Like many Dutch funds, PME’s funding ratio has deteriorated on the back of the credit crisis, falling from 135 per cent at the end of 2007 to 90 per cent at the end of 2008; although a decision to hedge against interest rate and inflation risk limited further destruction of the funding ratio, reaping a 9 per cent return in 2008.

Gerda Smits, communications director at PME, says the fund has opted not to rebalance its equities allocation, which has fallen from 38 per cent at the start of 2008 to 20 per cent today.

Fixed income has jumped from 38 per cent to 57 per cent, and the real estate allocation has fallen 1 per cent to 9 per cent. Alternatives remain stable at 11 per cent, and 3 per cent is allocated to ‘other’ investments.

PME’s recovery plan includes a 1 per cent increase in contributions, from 22 to 23 per cent, and no indexation on pension payments in 2009.

These measures are expected to help PME return to full funding within five years, and achieve a cover, or funding, ratio of 114 per cent within 15 years.

“This, of course, depends mostly on the markets,” Smits says. “However, our recovery plan shows we can comfortably recover within the time allowed.”

The road, however, will not be easy. During 2008, PME’s assets fell nearly €4 billion (US$5.4 billion) from €22.4 billion at the end of 2007, while liabilities rose from €16.3 to €20.6 billion.

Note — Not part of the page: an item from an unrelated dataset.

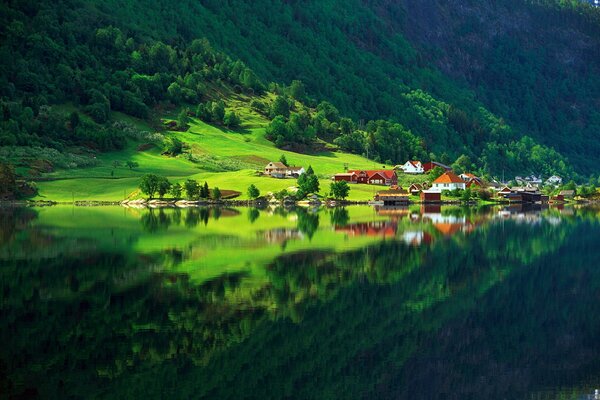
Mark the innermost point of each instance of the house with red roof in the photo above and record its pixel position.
(412, 167)
(368, 177)
(432, 164)
(448, 181)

Smits says the fund has been monitoring investment performance closely, and maintaining more frequent contact with its fiduciary manager, Mn Services, and its board of trustees.

Fiduciary management has been embraced by Dutch pension funds as a one-stop solution to pension fund management.

Generally, fiduciary managers advise on asset allocation and risk management, while also having responsibility for manager selection, monitoring and tactical asset allocation. Â

PME appointed Mn Services as its fiduciary manager in mid-2007. PME is also a stakeholder in the Rijswijk-based provider of pension administration and investment management services.

At the time, the fund’s investment director Roland van den Brink and four other investment managers moved across to Mn Services, with van den Brink given responsibility for managing the investment management
activities of the provider.

According to Smits, the benefits of a fiduciary manager are that all investment activities are “in one hand of a professional party”. Pension administration is outsourced to Syntrus Achmea but will be transferred to Mn Services in 2010. These two firms are currently in talks about further co-operation.

PME’s executive board consists of labour unions and employers’ organisations in the mechanical and engineering sector.  The board is supported by a management office, which prepares policy and is responsible for the implementation of pension administration and investment management. Monitoring of investments is done at PME’s office by the manager investments and the controller.

Investments are spread broadly across fixed income, equities, real estate and alternatives. PME’s alternatives allocation includes commodities (especially energy sources such as oil), private equity, hedge funds, infrastructure and a “special products portfolio” which covers investments like forestry and life settlements.

The fixed income portfolio includes significant allocations to euro bonds and world wide company loans, while equities are spread across Europe, the US, Japan and emerging economies such as South Korea, Brazil and Mexico.

When it comes to real estate, the fund invests directly at home in office premises, shops and homes and indirectly abroad in listed real estate equities.

“Real estate is a very local game,” Smits says. “Abroad we therefore work with partners who know their market well.”

In 2009 and beyond, PME will attempt to strike a balance between protection – ensuring pensions obligations are met – and growth – which is required if the fund is to achieve its target funding ratio.

Commenting on this challenge, Smits says: “PME has to safeguard its assets but still leave room for growth potential.”